Kementerian Kesehatan (2022) menyatakan bahwa fasilitas layanan kesehatan jiwa di Indonesia masih belum merata. Hanya sekitar 50% dari 10.321 Puskesmas di Indonesia yang mampu memberikan layanan kesehatan jiwa, sementara hanya 40% rumah sakit umum memiliki fasilitas pelayanan jiwa. Terdapat sekitar 1.053 psikiater di Indonesia, yang berarti satu psikiater harus melayani sekitar 250.000 penduduk. Ini jauh di bawah standar WHO yang merekomendasikan rasio 1 psikiater untuk setiap 30.000 penduduk.
Mandat Undang-Undang Negara Republik Indonesia Tahun 1945, mengatur bahwa hak untuk hidup sejahtera lahir dan bathin serta mendapat pelayanan kesehatan secara layak merupakan amanat di Pasal 28H Ayat (1). Hal ini berarti bahwa isu kesehatan m menjadi isu konstitusional warga negara untuk memperoleh haknya. Oleh karena itu Negara penting menyediakan infrastruktur yang lebih mumpuni dalam penyelenggaraan layanan kesehatan jiwa mengingat dampak terhadap kesehatan jiwa yang dialami korban kekerasan seksual kerap berbeda satu dengan lainnya sehingga membutuhkan langkah penanganan yang lebih strategis.
Lebih lanjut, Theresia Iswarini menyatakan bahwa berkaitan dengan kekerasan seksual di tempat kerja, negara semestinya menjalankan mandat kebijakan terkait pemulihan korban kekerasan seksual yang mengalami masalah kejiwaan di pusat-pusat layanan kesehatan termasuk menyediakan tenaga pendamping dan akses pada layanan-layanan tersebut guna memastikan kualitas hidup korban, kualitas hidup masyarakat dapat berlangsung lebih baik dan berkelanjutan. Undang-Undang No.12/2022 tentang Tindak Pidana Kekerasan Seksual (TPKS), secara spesifik mengamanatkan bahwa rehabiltasi mental dan sosial merupakan salah satu bentuk pemulihan yang harus diterima oleh korban kekerasan seksual (Pasal 70 ayat 1a).

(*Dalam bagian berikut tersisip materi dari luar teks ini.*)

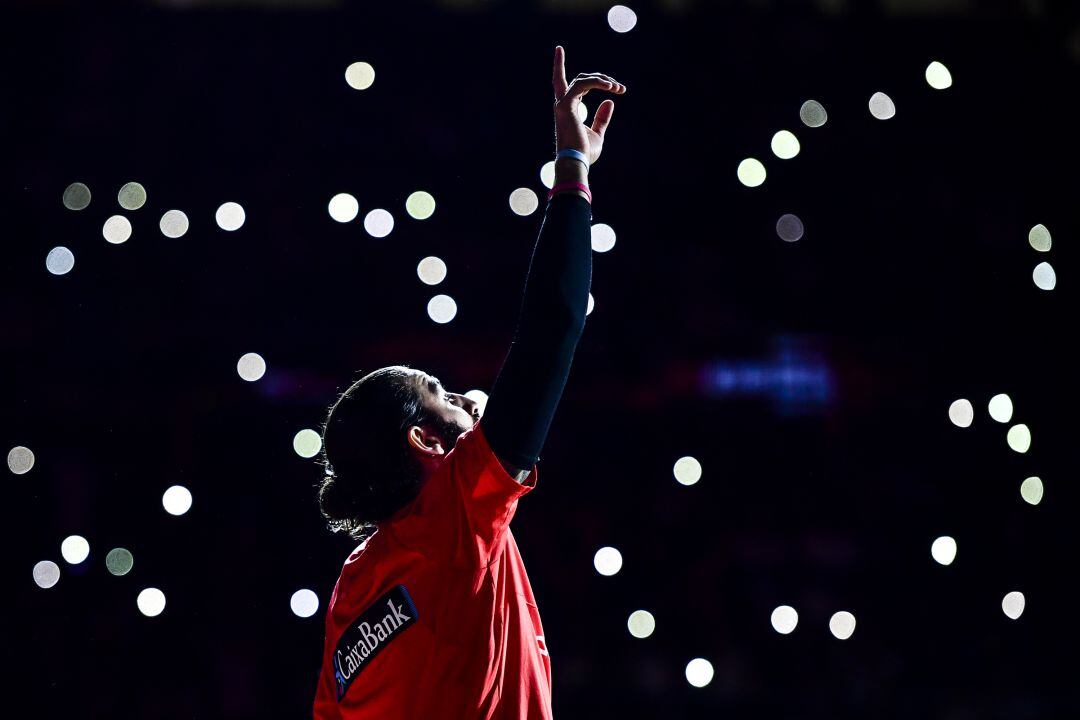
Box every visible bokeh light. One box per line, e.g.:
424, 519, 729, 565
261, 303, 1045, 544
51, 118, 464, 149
326, 192, 360, 222
510, 188, 540, 216
1020, 477, 1042, 505
8, 445, 35, 475
102, 215, 132, 245
930, 535, 956, 565
135, 587, 165, 617
1005, 423, 1031, 452
60, 535, 90, 565
540, 160, 555, 190
770, 130, 799, 160
1001, 590, 1027, 620
64, 182, 90, 210
769, 604, 799, 635
777, 213, 806, 243
593, 547, 622, 578
428, 295, 458, 325
464, 390, 487, 418
214, 202, 247, 232
738, 158, 765, 188
592, 222, 615, 253
105, 547, 135, 578
686, 657, 713, 688
626, 610, 657, 638
237, 353, 267, 382
578, 100, 589, 122
293, 427, 323, 458
987, 393, 1012, 422
45, 245, 75, 275
405, 190, 435, 220
345, 62, 375, 90
288, 588, 319, 617
33, 560, 60, 589
799, 100, 828, 127
416, 255, 446, 285
1031, 262, 1057, 290
927, 60, 953, 90
117, 182, 146, 210
948, 397, 975, 427
1027, 222, 1053, 253
672, 456, 701, 485
608, 5, 637, 32
364, 208, 394, 237
161, 485, 191, 516
869, 93, 896, 120
160, 210, 189, 237
828, 610, 855, 640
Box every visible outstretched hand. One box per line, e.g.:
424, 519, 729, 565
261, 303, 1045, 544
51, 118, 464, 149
551, 45, 626, 165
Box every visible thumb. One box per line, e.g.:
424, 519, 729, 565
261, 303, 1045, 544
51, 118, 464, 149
593, 99, 615, 137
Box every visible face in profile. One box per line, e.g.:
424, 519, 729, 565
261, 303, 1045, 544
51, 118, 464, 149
416, 370, 480, 452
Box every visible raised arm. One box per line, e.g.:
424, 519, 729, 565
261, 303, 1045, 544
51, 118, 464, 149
482, 46, 626, 483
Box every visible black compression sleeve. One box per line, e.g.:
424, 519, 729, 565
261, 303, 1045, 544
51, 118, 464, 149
483, 193, 593, 468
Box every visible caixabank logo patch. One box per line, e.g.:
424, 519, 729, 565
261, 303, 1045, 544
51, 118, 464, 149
334, 585, 418, 702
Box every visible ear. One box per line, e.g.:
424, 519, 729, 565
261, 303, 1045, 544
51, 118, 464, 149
405, 425, 446, 457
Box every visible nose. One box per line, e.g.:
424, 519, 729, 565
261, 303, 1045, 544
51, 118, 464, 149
458, 395, 480, 420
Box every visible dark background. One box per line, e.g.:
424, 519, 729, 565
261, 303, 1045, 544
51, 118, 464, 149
0, 0, 1080, 720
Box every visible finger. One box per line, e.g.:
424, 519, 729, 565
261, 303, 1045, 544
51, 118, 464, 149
593, 98, 615, 138
578, 72, 626, 94
564, 76, 616, 100
551, 45, 567, 101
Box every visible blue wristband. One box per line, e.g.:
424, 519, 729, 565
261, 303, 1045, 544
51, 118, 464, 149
555, 148, 589, 169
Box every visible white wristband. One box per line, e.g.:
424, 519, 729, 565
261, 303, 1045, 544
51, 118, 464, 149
555, 148, 589, 169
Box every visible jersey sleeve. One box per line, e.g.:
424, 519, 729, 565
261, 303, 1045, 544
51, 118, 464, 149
380, 420, 539, 568
450, 420, 537, 565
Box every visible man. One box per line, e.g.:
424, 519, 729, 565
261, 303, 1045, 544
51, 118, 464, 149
314, 46, 625, 720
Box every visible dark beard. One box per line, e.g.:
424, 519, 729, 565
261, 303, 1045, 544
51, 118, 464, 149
428, 416, 468, 452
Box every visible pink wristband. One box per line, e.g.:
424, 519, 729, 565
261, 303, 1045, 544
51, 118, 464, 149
548, 182, 593, 205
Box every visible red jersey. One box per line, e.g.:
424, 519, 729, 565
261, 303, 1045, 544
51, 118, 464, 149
314, 421, 552, 720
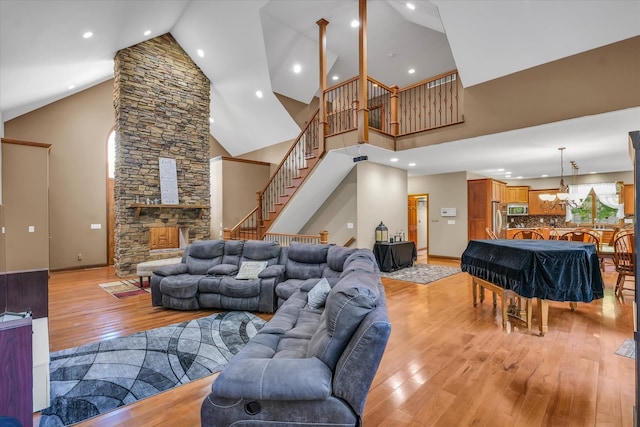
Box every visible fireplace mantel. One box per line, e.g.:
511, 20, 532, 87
129, 203, 209, 219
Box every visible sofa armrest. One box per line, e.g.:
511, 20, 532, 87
153, 263, 187, 276
213, 357, 333, 400
258, 264, 284, 279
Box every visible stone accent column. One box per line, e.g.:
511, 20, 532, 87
113, 34, 210, 277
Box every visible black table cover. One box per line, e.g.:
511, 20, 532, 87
373, 242, 418, 272
461, 239, 604, 302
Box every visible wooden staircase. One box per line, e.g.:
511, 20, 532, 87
225, 110, 325, 240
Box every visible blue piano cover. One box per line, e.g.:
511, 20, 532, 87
461, 239, 604, 302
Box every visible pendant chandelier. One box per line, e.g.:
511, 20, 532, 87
538, 147, 579, 210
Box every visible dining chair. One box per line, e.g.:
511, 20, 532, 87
613, 230, 636, 298
535, 227, 560, 240
484, 227, 498, 240
511, 230, 545, 240
559, 228, 604, 270
559, 228, 600, 249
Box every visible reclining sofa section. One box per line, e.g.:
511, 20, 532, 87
151, 240, 281, 313
201, 248, 391, 427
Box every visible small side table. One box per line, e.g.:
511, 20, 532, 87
373, 241, 418, 273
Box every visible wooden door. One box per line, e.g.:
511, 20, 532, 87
407, 197, 418, 248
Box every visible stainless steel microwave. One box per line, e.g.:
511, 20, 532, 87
507, 203, 529, 216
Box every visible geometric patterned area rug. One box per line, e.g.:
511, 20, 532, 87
616, 338, 636, 359
98, 279, 151, 298
40, 311, 266, 427
381, 264, 462, 285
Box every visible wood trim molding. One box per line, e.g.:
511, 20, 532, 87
214, 156, 271, 166
2, 138, 52, 151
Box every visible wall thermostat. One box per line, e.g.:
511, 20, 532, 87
440, 208, 456, 216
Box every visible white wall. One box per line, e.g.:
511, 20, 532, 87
356, 162, 408, 249
300, 167, 360, 247
0, 111, 4, 205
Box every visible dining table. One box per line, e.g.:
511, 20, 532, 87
460, 239, 604, 335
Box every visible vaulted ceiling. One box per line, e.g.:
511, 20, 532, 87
0, 0, 640, 176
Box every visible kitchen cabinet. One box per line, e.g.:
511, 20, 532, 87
622, 184, 636, 216
467, 178, 507, 240
529, 189, 566, 215
507, 185, 529, 203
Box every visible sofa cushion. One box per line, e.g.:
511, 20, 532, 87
340, 250, 380, 278
327, 246, 356, 271
207, 264, 238, 276
160, 274, 203, 298
220, 277, 260, 298
287, 242, 331, 264
276, 279, 305, 300
307, 271, 379, 369
222, 240, 244, 266
236, 261, 267, 280
240, 240, 280, 265
307, 278, 331, 308
185, 240, 225, 274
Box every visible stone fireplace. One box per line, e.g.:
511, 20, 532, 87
114, 34, 210, 277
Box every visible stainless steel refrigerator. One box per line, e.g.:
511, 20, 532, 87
491, 202, 507, 239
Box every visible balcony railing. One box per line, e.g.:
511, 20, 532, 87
225, 71, 464, 240
325, 71, 464, 137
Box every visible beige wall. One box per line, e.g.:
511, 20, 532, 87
5, 80, 114, 270
398, 37, 640, 150
209, 157, 224, 239
356, 162, 408, 249
218, 160, 270, 234
0, 37, 640, 269
210, 157, 271, 238
408, 172, 467, 258
300, 168, 358, 247
0, 143, 49, 271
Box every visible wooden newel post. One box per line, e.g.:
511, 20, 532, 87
256, 191, 264, 240
316, 18, 329, 147
391, 85, 400, 136
356, 0, 369, 144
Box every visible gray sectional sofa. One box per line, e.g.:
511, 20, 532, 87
151, 240, 391, 427
201, 250, 391, 426
151, 240, 364, 313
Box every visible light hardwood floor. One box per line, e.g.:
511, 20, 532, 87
34, 258, 635, 427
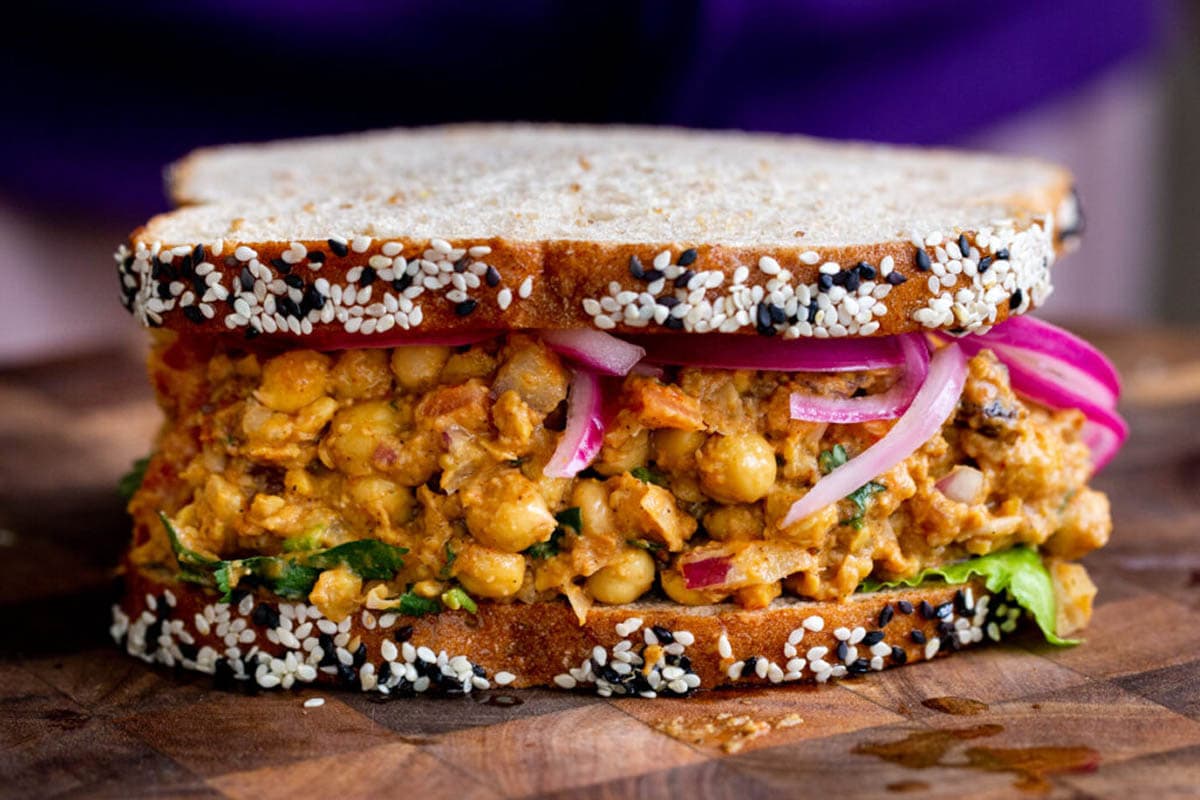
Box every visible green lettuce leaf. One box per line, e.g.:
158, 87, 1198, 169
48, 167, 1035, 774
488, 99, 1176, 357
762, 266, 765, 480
859, 547, 1079, 645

Kebutuhan atas infrastruktur dan tenaga layanan kesehatan jiwa ini penting untuk diperhatikan Negara mengingat CEDAW Pasal 13 memandatkan adanya kewajiban Negara Pihak untuk menjamin, atas dasar kesetaraan antara laki-laki dan perempuan, akses terhadap layanan kesehatan, informasi dan pendidikan yang menyiratkan kewajiban untuk menghormati, melindungi dan memenuhi hak-hak perempuan atas layanan kesehatan, termasuk kesehatan jiwa,” pungkas Theresia Iswarini.